The power of speech left me. But my legs still worked. Borrowed time, I could feel, but I would get down the mountain. Whatever happened after that would be, well, whatever happened. 

And that was when I saw it.  

Love. 

Everything.  

Everything was love.  

Everything around me. The rocks under my hands and feet. The trunks of the shrubs and trees. The flowers and grasses. The very air.  

All composed of one element and one alone.  

Love. 

God is Love, said a voice in my head And Love is God

I got it.  

If God created everything, and God is love, then everything, all matter, all non-matter even, must therefore be composed of love. Every molecule of everything, every molecule of nothing, every atom within those molecules, every proton, neutron and buzzing, vibrating, dancing electron. Every quark and neutrino and all the other tiny micro-somethings that the physicists keep discovering as they go ever deeper into what is. The very clothes I was wearing, made from plant fibres and the oily fossilized remains of pre-Dinosaur forests – love. The mud slipping under my increasingly unsteady feet – love. My flesh, bone, organs, skin, hands, thoughts – all love. Just love. 

But hold on, I thought, hovering above my body and watching myself stagger behind Priya and David as the trail levelled put to the lower slopes and we re-entered the deeper part of the forest, its hushed green stillness enveloping us in a cloak of peace, no – of, yes, love: What about evil, what about hate? 

Ah yes, answered the same other voice as before, All those are just love too – love twisted by fear of some kind, love perverted from its true course, but love all the same, and eventually these tortured forms of love always unravel, un-knot themselves and return once more to their pure form,their source – love. 

Once at the car, whose metal, the paint covering the metal itself, were composed, I realised of this same primal, original substance, love, Priya and David both looked at me as I swayed and tried to keep from falling. *Wow,” said David, “You really look like shit,”.  

“I love you,” I answered, handing him the keys. 
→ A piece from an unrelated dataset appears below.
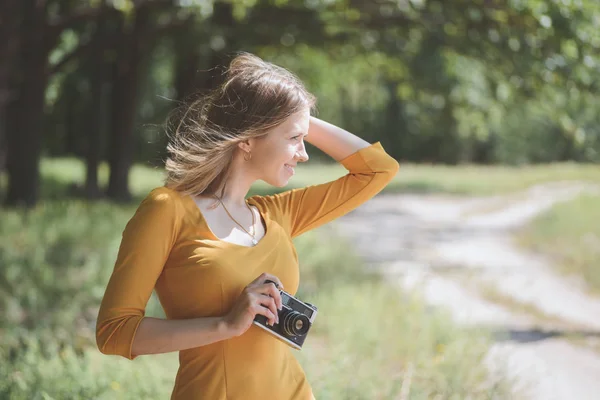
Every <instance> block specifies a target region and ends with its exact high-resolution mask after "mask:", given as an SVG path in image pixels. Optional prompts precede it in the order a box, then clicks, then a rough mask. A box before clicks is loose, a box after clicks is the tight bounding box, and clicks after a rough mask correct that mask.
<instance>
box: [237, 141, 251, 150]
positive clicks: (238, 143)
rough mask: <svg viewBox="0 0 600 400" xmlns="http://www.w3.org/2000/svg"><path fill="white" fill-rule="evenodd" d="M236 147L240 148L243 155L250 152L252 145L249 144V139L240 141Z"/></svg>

Nine days I lay, head swirling, then gradually clearing as the antibiotics – pure love in a pill – did their work on my body, itself composed of love, in the bed and room, also composed of love, nurtured by the loving care of my two medical student friends. I was only twenty-five. I realized that this was young to be given such a gift.  

It never left me.  

Ever since, everywhere, everything that passes across my experience, my attention, sustaining like the chicken soup my friend fed me as the fever gradually loosened its hold (yes, yes, chicken soup of the soul, the books of that title do indeed point at a fundamental truth); no matter what else, happy or otherwise, is going on in my life; all of it love,  

Did I understand it exactly, then or now?  

No.  

I’m comfortable in the mystery. Grateful for my lack of understanding. For with that comes wonder. And what ais wonder, what is mystery? Just another form of love.